Ahora bien: nuestro Platón, que ha sido fiel o se ha desviado muy poco de las leyes de esta secta, pitagoriza casi siempre; y yo, que he sido adoptado en su nombre por mis maestros, debo a mis meditaciones académicas la doble ventaja de saber hablar animosamente cuando es preciso, y callarme sin esfuerzo cuando la ocasión lo exige.

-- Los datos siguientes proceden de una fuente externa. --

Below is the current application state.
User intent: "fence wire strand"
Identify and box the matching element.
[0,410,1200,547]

Gracias a esta moderación, he obtenido con tus predecesores la honrosa reputación de hombre que sabe guardar silencio a propósito y hablar cuando es preciso.

XVI.

Quiero, nobles jefes de África, antes de daros gracias por esta estatua que me habéis hecho el honor de pedir para mí cuando estaba entre vosotros y de conceder en mi ausencia, quiero explicaros por qué he faltado muchos días a mi auditorio y he ido a las aguas Persianas[9], sitio de delicioso solaz para los sanos y de salud para los enfermos; porque he resuelto daros cuenta de todos los instantes de esta vida mía que os está consagrada para siempre, y cuanto haga, importante o frívolo, someterlo a vuestro conocimiento y a vuestro juicio.

El motivo que repentinamente me privó de vuestra ilustre presencia, tiene alguna relación con el hecho que voy a referir: se trata de Filemón el cómico[10]. Probablemente conoceréis su genio: escuchad algunos detalles de su muerte. ¡Pero qué! ¿Dudáis de su talento? Pues sabed que Filemón era un poeta de la media comedia, contemporáneo de Menandro, con quien luchó, y si no le iguala, fue al menos su rival, y aun con frecuencia, vergüenza me da decirlo, su vencedor.

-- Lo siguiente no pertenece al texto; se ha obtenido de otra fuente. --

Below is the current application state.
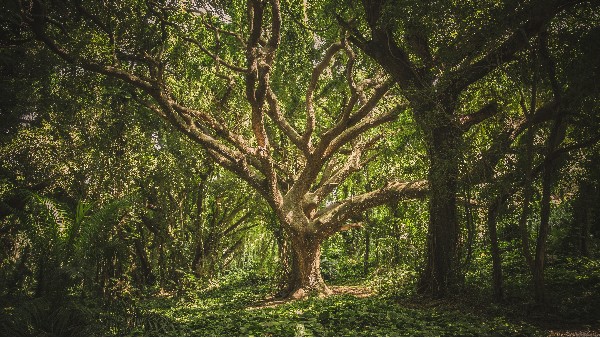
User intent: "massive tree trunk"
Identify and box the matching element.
[419,127,460,297]
[283,231,331,299]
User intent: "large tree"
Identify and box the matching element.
[339,0,596,296]
[16,0,427,297]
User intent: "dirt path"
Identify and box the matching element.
[248,285,373,310]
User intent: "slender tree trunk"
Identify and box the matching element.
[533,168,552,303]
[284,231,331,299]
[363,229,371,277]
[579,206,594,257]
[463,189,475,271]
[519,173,533,269]
[487,199,504,301]
[418,127,460,297]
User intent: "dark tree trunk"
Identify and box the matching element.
[533,171,552,303]
[283,232,331,299]
[487,200,504,301]
[363,229,371,277]
[463,189,475,271]
[419,127,460,297]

Encuéntrase en sus obras fina sátira, intrigas ingeniosas, reconocimientos de hijos clarísimamente explicados: los actos y el lenguaje de sus personajes están de acuerdo con las situaciones, sus chistes nunca son triviales, su gravedad nunca trágica. Rara vez son sus comedias licenciosas, y si habla del amor, es tratándolo como un extravío. Pero nunca deja de sacar a la escena el mercader de esclavos sin fe, el amante en desvarío, el criado astuto, la querida falaz, la esposa arrogante, la madre indulgente, el tío sermoneador, el amigo entremetido, el soldado fanfarrón y hasta los glotones parásitos, los padres testarudos y las procaces meretrices.

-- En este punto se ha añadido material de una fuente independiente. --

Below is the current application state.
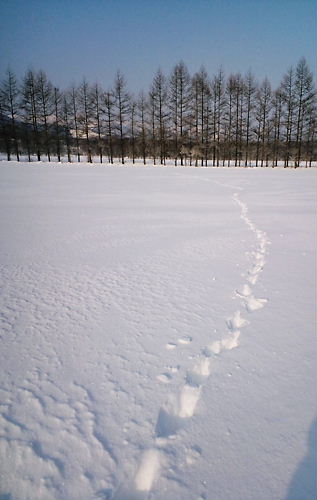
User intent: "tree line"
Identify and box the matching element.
[0,58,317,167]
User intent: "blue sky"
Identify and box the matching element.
[0,0,317,92]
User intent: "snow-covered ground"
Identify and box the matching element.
[0,162,317,500]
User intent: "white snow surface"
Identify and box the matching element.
[0,161,317,500]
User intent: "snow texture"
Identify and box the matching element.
[0,161,317,500]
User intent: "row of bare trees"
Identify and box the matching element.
[0,59,317,167]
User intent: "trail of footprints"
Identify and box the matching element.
[118,193,269,498]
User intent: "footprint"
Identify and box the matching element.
[221,330,240,351]
[245,295,267,312]
[248,264,263,276]
[236,285,251,297]
[248,274,259,285]
[203,340,221,358]
[227,311,249,331]
[134,448,160,492]
[178,384,201,418]
[156,373,172,384]
[178,337,193,344]
[186,358,210,387]
[185,446,201,465]
[165,342,177,350]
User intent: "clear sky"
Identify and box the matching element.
[0,0,317,92]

Gracias a estos méritos llegó a ser célebre Filemón en el arte cómico. Un día que recitaba en público una obra suya nueva, en el tercer acto de la comedia, en el momento en que todo el interés estaba más vivamente excitado, una lluvia repentina, como me sucedió hace poco, le obligó a interrumpir la lectura y a prometer, por petición de todo el auditorio, acabarla al día siguiente.

Acudió al otro día inmensa multitud; cada cual procura sentarse lo más cerca posible; los últimos en llegar hacían señas a sus amigos de que se estrecharan para dejarles puestos; los espectadores de las extremidades se quejaban de que les empujaban fuera de sus asientos; el auditorio estaba apiñado en el teatro, y empezaron las conversaciones. Los que no estuvieron la víspera preguntaban lo que se había leído; los que asistieron recordaban lo que habían oído, hasta que sabiéndolo todos, esperaban la continuación de la comedia.

El día avanza y Filemón no acude a la cita; algunos murmuran por su tardanza; los más defienden al poeta. Pero después de aguardar largo rato, y viendo que Filemón no llegaba, envían a los más impacientes para que salgan a su encuentro, y le hallan... muerto en su lecho. Acababa de exhalar el último suspiro, y tendido en la cama parecía estar meditando, con los dedos aún entre las hojas y la boca junto al libro abierto. Pero el alma había partido; el libro estaba cerrado y olvidado el auditorio.

Los primeros que entraron permanecieron un instante inmóviles, sorprendidos por un acontecimiento tan imprevisto como lo era una muerte tan maravillosa y bella. Seguidamente fueron a anunciar al pueblo que el poeta Filemón, a quien esperaba para terminar en el teatro la lectura de una comedia escrita sobre asunto imaginario, acababa de terminar en su casa el verdadero drama, diciendo por última vez a las cosas humanas valere et plaudere, y a sus amigos dolere et plangere; que la lluvia de la víspera era presagio de lágrimas; que su comedia había llegado a la antorcha fúnebre antes de llegar a la antorcha nupcial, y que al abandonar este ilustre poeta el teatro de la vida, su auditorio debía asistir a sus exequias, recogiendo primero sus huesos y después sus versos.